Candidates: Malcom Floyd, Legedu Naanee, Craig Davis


The Chargers offense is close to being unstoppable, and yet the Jets figured out how to stop them. 


They’ve retooled their running back situation with Ryan Matthews and he’ll join an offense that has their quarterback, tight end and top receiver all locked up.  


So, what if anything, is this team missing?


If you said, “a second receiver,” then you’d be right. Unfortunately, I don’t see one on this roster, unless he shows up in one of the seven rookie free agents they signed after the 2010 draft. 


Naanee will be nothing more than a slot receiver, and by the way, he’s not that impressive in that role.  Davis has great hands and speed and was highly touted when he was drafted back in 2007 out of LSU, but so was his teammate, JaMarcus Russell. 


Davis has been a walking injury report since, keeping the door open for restricted free agent Malcom Floyd, who has yet to sign his one-year tender. 

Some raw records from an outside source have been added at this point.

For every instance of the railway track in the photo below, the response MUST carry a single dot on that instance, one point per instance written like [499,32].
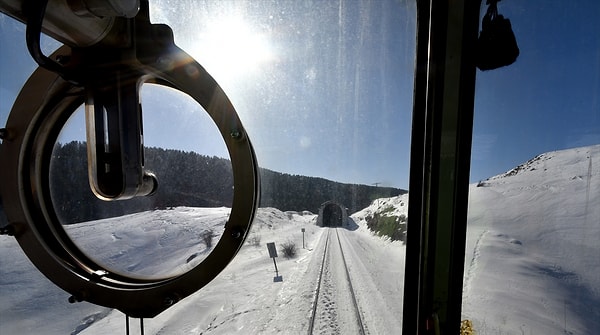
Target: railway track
[335,308]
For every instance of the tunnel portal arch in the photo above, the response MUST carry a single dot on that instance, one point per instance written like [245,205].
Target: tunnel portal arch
[332,214]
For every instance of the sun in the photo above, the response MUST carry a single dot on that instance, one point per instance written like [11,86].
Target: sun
[231,47]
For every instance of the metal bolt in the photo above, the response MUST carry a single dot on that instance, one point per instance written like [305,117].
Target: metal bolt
[236,134]
[63,59]
[237,233]
[7,230]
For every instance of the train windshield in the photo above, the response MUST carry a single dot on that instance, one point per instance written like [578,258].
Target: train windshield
[324,91]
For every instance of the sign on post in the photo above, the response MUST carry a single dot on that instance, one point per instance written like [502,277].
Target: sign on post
[272,249]
[273,254]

He’ll eventually do so because he’s getting double what he made last year, but this is the second year he’ll play under a tender contract and with as little as what is asked of him, he could do a lot worse.


Prediction: Malcom Floyd


Fantasy Implication: 3/10


When you’re in a position of wealth, such as the Chargers are, the only real battle going on in camp is this one at wide receiver. The Chargers enjoy the luxury of not having to depend on a second wide receiver to set up their offense.  


Their best pass-catchers are Vincent Jackson and tight end Antonio Gates. They also throw a ton to the running backs, and last year alone, players out of the backfield made nearly 100 catches of Philip Rivers’ 317 completions.


Another 150 completions will be split between Jackson and Gates, leaving roughly 75 more to spread around these three receivers. 


Floyd will probably get the most out of the three, especially early in the season if Jackson gets suspended for his violation of the league’s substance-abuse policy after pleading guilty to a misdemeanor traffic violation. 


Combined with two DUIs since 2006, the Chargers may need at least one of these guys to step up and Floyd is the clear leader and is starting to put up likable numbers but he’s never been much of a red zone target.